I know this isn't your favorite spec but I like how you've introduced a layer in the question hierarchy for itemset-capable question types, it makes a lot of sense and led to some useful cleanup.
Details below, the main things are:
- parameter name should be
reference-geometry - any external secondary instance should be supported, regardless of the filename extension
- let's drop support for the special itemsets.csv if it's practical
| return choices | ||
|
|
||
|
|
||
| def add_choices_info_to_question( |
There was a problem hiding this comment.
So far everything in validators feels much more directly validation-related. Not a big deal but wanted to mention that this file is starting to feel like it could be a choices feature slice rather than just a validator.
There was a problem hiding this comment.
Moved back to xls2json in 3735635 for reasons explained there.
Separately to that yes the sub-package name "validators" is maybe not the most accurate anymore since some of the modules in there deal with processing as well as validation. But at least it breaks down the xls2json logic into digestible pieces, and in the longer term hopefully aligns to doing something like how all the entities stuff is in one package - maybe each question type gets a module (and finally spell the end of question_type_dict 😱), etc.
| def __bool__(self): | ||
| return True | ||
|
|
||
| def __init__( |
There was a problem hiding this comment.
Consider using @dataclass?
There was a problem hiding this comment.
The ItemsetNode is looking a lot like a SurveyElement but I was leaving that til the spec for this feature settles.
| class ParametersGeo(StrEnum): | ||
| ALLOW_MOCK_ACCURACY = "allow-mock-accuracy" | ||
| INCREMENTAL = "incremental" | ||
| REFERENCE_GEO = "reference-geo" |
There was a problem hiding this comment.
I forgot we had all these existing parameters that use dashes because they match the XForm convention. Typically we use underscores for new parameter names but I agree with your instinct to match the others in this context.
I forgot to update the issue -- Yaw has requested we use the full reference-geometry which does fit better with the other parameters as well.

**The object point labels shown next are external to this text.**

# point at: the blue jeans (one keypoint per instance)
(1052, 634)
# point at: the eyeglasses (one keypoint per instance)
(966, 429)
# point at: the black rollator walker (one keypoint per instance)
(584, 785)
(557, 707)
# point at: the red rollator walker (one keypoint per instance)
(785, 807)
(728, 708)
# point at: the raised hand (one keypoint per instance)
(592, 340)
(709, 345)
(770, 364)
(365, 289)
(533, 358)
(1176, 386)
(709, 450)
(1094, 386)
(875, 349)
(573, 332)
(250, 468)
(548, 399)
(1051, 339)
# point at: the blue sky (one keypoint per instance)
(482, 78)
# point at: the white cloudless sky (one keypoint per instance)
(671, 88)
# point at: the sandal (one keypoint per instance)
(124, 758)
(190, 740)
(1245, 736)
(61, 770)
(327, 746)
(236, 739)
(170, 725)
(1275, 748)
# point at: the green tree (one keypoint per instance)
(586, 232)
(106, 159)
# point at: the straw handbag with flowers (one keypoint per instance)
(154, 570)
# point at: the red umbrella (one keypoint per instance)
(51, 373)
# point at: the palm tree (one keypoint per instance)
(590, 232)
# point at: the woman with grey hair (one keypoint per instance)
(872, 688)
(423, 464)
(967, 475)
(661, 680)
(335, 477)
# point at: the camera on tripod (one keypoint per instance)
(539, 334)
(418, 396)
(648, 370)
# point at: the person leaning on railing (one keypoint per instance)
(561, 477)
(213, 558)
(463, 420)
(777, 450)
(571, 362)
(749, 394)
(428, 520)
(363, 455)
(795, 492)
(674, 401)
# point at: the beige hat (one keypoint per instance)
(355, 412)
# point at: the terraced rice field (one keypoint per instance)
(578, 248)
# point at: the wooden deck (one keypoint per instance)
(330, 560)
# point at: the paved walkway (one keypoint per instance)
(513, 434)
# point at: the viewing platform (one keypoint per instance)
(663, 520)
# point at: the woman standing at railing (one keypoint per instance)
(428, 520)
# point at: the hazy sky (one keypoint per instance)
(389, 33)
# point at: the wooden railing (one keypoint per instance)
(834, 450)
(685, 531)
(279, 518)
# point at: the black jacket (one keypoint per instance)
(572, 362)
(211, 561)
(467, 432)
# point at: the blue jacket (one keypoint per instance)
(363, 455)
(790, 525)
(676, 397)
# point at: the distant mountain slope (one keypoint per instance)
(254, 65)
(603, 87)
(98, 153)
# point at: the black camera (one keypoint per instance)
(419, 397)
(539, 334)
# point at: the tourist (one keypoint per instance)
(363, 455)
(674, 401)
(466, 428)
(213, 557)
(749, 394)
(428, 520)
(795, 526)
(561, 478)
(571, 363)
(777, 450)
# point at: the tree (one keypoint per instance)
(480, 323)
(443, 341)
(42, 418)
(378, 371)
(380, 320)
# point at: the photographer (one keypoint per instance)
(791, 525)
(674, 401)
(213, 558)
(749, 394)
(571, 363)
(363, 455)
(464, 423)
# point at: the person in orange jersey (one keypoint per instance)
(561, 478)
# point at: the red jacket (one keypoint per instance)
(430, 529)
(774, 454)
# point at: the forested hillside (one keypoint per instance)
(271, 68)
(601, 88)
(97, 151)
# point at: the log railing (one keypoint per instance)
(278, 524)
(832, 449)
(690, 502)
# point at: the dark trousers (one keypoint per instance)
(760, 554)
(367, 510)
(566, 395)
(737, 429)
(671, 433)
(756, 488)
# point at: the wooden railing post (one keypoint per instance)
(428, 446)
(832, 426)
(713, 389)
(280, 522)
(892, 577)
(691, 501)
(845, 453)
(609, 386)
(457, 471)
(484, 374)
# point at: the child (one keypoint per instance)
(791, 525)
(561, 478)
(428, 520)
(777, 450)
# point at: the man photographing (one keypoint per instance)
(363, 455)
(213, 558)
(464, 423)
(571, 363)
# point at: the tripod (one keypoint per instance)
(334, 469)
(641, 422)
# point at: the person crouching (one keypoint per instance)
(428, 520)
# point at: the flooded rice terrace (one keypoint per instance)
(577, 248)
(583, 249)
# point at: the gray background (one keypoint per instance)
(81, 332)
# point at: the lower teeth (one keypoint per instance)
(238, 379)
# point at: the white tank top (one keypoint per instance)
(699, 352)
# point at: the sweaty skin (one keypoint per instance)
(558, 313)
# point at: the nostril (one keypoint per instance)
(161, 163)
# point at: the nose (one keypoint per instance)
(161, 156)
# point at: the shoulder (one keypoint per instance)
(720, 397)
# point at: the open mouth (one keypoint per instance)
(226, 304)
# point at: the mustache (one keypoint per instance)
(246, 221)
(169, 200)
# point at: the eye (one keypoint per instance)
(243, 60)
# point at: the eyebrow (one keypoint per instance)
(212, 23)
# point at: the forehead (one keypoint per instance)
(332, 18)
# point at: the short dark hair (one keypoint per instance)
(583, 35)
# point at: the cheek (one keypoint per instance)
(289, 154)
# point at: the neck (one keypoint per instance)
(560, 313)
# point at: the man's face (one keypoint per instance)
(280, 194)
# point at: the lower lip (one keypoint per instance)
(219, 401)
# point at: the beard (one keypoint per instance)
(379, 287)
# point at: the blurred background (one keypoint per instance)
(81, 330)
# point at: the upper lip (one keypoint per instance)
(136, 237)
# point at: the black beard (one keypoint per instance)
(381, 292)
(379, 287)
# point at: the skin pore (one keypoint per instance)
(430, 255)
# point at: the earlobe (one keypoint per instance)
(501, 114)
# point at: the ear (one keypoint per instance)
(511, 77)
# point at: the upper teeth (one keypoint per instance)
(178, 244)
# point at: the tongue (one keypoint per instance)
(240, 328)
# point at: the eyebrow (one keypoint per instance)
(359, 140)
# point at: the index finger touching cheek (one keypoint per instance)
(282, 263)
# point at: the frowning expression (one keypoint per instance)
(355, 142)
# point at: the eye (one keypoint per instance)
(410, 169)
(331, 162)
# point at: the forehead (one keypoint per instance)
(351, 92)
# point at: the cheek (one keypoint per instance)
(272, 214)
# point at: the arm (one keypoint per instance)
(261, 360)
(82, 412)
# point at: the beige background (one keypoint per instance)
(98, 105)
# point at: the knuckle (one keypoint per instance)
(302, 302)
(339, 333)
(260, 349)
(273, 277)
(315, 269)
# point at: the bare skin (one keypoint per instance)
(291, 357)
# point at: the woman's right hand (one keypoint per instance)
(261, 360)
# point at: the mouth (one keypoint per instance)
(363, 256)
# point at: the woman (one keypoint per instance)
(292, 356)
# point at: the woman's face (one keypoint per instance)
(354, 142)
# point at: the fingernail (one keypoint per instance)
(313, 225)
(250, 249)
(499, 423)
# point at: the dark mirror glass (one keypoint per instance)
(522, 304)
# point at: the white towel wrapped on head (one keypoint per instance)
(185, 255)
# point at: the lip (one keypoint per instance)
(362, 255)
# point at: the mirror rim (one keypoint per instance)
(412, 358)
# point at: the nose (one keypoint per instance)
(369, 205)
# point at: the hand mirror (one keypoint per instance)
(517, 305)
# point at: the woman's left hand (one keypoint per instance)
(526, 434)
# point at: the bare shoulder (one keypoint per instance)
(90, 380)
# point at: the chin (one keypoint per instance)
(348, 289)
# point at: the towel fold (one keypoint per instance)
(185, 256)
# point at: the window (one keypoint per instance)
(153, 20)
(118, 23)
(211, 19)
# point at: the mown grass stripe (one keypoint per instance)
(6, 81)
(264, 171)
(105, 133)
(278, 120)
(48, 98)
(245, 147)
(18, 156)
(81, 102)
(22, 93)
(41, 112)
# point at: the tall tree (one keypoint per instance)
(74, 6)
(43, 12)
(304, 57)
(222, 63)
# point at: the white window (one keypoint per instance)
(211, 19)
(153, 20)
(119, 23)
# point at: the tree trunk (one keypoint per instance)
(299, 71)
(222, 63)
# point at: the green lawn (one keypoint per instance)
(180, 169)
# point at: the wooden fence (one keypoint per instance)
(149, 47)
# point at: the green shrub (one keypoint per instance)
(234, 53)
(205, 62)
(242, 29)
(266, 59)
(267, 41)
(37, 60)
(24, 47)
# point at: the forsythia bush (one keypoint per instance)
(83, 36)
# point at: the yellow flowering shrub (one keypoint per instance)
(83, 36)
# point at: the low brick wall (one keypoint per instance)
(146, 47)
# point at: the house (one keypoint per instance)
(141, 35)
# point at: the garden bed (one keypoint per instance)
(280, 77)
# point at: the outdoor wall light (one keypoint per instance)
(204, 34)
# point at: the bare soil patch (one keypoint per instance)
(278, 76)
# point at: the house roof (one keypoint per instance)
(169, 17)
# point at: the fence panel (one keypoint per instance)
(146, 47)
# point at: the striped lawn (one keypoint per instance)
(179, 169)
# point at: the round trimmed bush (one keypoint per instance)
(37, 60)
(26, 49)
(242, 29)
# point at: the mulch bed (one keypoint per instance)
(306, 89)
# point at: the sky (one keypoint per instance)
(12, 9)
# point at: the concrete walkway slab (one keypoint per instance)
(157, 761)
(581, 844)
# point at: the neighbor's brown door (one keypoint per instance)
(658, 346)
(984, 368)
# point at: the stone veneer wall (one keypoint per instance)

| trigger_references: list[tuple[str, int]] = [] | ||
| repeat_names = set() | ||
| geo_references: list[tuple[str, int]] = [] | ||
| csv_sources: set[str] = set() |
There was a problem hiding this comment.
It could also be XML or geojson sources -- any named secondary instance -- whether it's internal or external or what the file format is shouldn't matter.
I thought pyxform would have a way to list these but now that I think about it we don't validate the parameter to instance calls or anything like that, do we? Can we rely on the code that outputs all the instance declarations by any chance?
There was a problem hiding this comment.
Updated validation and test cases to allow all external instance file types in 7b1799b. Since it became a bit lengthy I put some follow-up questions on scope in this comment.
| "[row : {row}] On the 'survey' sheet, the 'parameters' value is invalid. " | ||
| "For geo questions, the 'reference-geo' parameter must be either: " | ||
| "a choices list_name, an entities list_name, a reference variable containing " | ||
| "the name of a repeat, or the name of an attached CSV file." |
There was a problem hiding this comment.
"an attached CSV file" -> "an attached file" (could be XML or geojson)
There was a problem hiding this comment.
Updated the error message along these lines in 7b1799b
| | survey | | ||
| | | type | name | label | parameters | | ||
| | | select_one_from_file s1.csv | q1 | Q1 | | | ||
| | | {type} | q2 | Q2 | reference-geo=s1.csv | |
There was a problem hiding this comment.
I think it would be more consistent with other usage to use the instance name without the extension. It feels kind of similar to writing an instance('s1') expression where we don't use the extension.
It's true that there's an extension for select_one_from_file s1.csv but that feels to me like it's because we conflated attaching and querying the file. For reference-geometry the file must already be attached.
There was a problem hiding this comment.
Updated the usage pattern and tests accordingly in 7b1799b
| ], | ||
| ) | ||
|
|
||
| def test_with_reference_geo__select_one_external__ok(self): |
There was a problem hiding this comment.
I would prefer not to support this case. I think it's very unlikely someone would want it and in general we can treat the DB-backed CSV querying features as legacy.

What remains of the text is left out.